そうなったらもう、お手上げだ。一回だけなら防げるけれど、横穴に逃げ込もうとアタフタしている間に土砂に埋まって溺死する。
……。
…………。
………………?
あれ? ロドルクが井戸から顔を見せないぞ。
俺は四肢を伸ばして側壁を掴み、身体を垂直にすると、側壁を伝って横穴にすぐにでも入れるような場所に足場を取った。
だけど、待っててもロドルクはいっこうに顔を出してこない。でも、ロドルク本人はいなくなったわけじゃない。「■■■■ーー!!」って、ちゃんと近くで咆吼も聞こえ、暴れている感じの気配もするのだ。
今か今かとドキドキしながら待っていると、突如、ニュッと4匹同時にダダジムが顔を見せ、ビクッとなる。
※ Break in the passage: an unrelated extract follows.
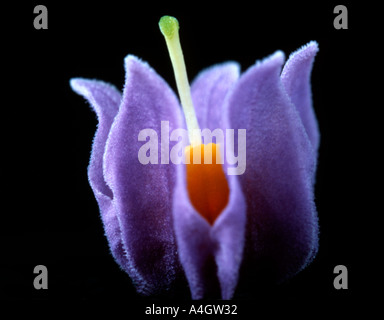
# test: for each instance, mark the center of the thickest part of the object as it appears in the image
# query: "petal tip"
(307, 51)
「クルルルルル……」といつもの鳴き声が井戸の中に反響する。
「おまえら、ロドルクはどうしてんだ?! 唸り声が聞こえるからすぐ近くにいると思うんだけど!」
よもやアラゴグの糸で捕らえたと言うこともあるまい。ブロブですら弾かれたのだ。
「クルルルルル……」わんわんと井戸の中に反響する。
「ああもう! わかった。お前らがそこに居るって事は安全なんだな? 何匹かアラゴグを呼んで、俺を引き上げてくれ」
実はダダジムの後ろでロドルクが仁王立ちしていて、「君は部下に売られたのだよ」とかいう展開だったら嫌だなぁ。
クレーンのようにアラゴグの糸で引き上げられながらそんなことを思った。
「■■■■■■■■ーー!!」
井戸の縁からひょっこり顔を出してみると、目の前にバーサーカーモード全開のロドルクが吼えていた。
ロドルクと目が合い、その魔力の籠もった右手の指先が鼻先10cmの井戸の側壁を浅く削った。俺は慌てて身を起こしたが、続く左手の指先はその側壁にすら届くことはなかった。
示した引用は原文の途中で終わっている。